BKS Stal w pierwszym sparingu w 2025 roku pewnie pokonał WSS Wisła 5:1. Później jednak zmierzył się z rywalem z wyższej "półki". W miniony weekend zawodnicy z Białej stoczyli towarzyski bój z Niwą Nowa Wieś, która występuje w V lidze małopolskiej i jest wiceliderem tamtych rozgrywek. BKS zwyciężył w tym starciu 5:0.

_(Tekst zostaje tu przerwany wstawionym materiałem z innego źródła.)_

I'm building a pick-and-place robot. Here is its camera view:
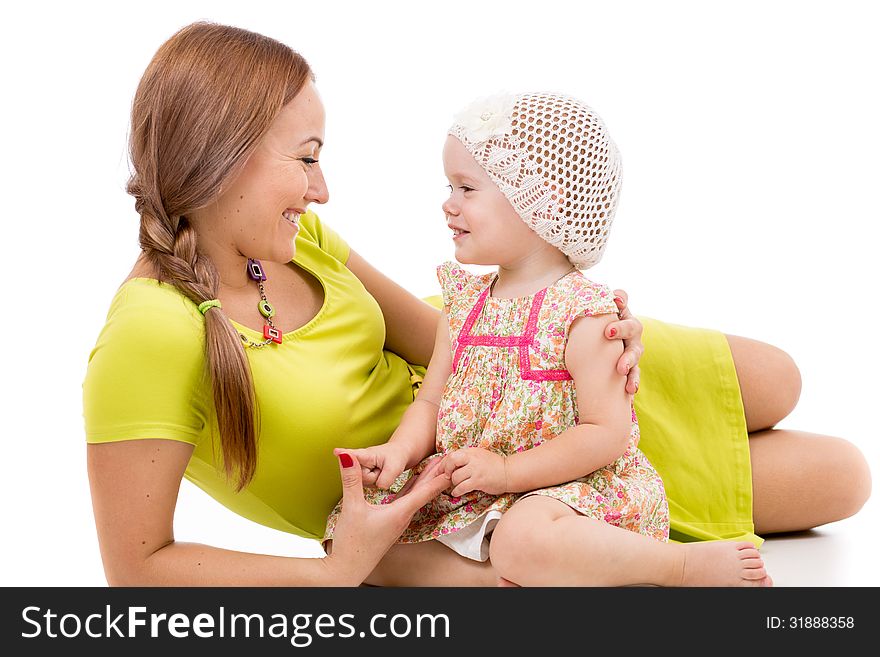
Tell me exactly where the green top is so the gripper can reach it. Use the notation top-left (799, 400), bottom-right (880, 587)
top-left (83, 212), bottom-right (422, 539)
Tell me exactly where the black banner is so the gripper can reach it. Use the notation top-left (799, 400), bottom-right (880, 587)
top-left (0, 588), bottom-right (880, 657)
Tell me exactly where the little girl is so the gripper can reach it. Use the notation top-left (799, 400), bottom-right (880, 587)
top-left (325, 94), bottom-right (770, 586)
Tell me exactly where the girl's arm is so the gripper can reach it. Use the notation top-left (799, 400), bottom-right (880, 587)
top-left (87, 439), bottom-right (449, 586)
top-left (502, 315), bottom-right (632, 493)
top-left (351, 311), bottom-right (452, 488)
top-left (345, 249), bottom-right (438, 365)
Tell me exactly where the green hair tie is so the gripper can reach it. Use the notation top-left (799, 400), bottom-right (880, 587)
top-left (199, 299), bottom-right (223, 315)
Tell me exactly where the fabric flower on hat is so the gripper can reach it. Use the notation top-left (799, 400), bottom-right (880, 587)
top-left (454, 94), bottom-right (516, 142)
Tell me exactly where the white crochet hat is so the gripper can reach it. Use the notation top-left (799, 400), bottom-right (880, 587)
top-left (449, 93), bottom-right (621, 269)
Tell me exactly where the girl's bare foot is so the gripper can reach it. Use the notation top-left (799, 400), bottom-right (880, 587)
top-left (681, 541), bottom-right (773, 586)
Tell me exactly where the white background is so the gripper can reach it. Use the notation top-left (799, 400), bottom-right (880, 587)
top-left (0, 0), bottom-right (880, 586)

- Po sparingu z Niwą mam pozytywne wrażenia - koncentrujemy się na doskonaleniu naszych działań zarówno w ataku, jak i w obronie. Coraz lepiej się rozumiemy, a zawodnicy skutecznie realizują swoje zadania, co przełożyło się na wysokie zwycięstwo. Mimo wszystko uważam, że zwycięstwo było w pełni zasłużone. Gdybyśmy byli bardziej skuteczni, wynik mógłby być jeszcze wyższy. Sama realizacja założeń stoi na dobrym poziomie, zwłaszcza biorąc pod uwagę, że był to dopiero nasz drugi sparing - komentuje Krzysztof Dybczyński, nowy trener BKS-u. 

 

Jeśli chodzi o ruchy kadrowe w bialskiej Stali, te nie są wzmożone. BKS testuje 2 zawodników, którzy mają wzmocnić środek pola. - Testujemy konkretnych zawodników na określonych pozycjach, przy jasno zdefiniowanych zadaniach. Jeśli nadal będziemy podążać tą drogą, z optymizmem możemy patrzeć na ligę. To będą wartościowe jednostki, których dyspozycja będzie miała decydujący wpływ na losy meczów. Nie planujemy licznych ruchów transferowych, ale bardzo solidne - zapowiada Dybczyński.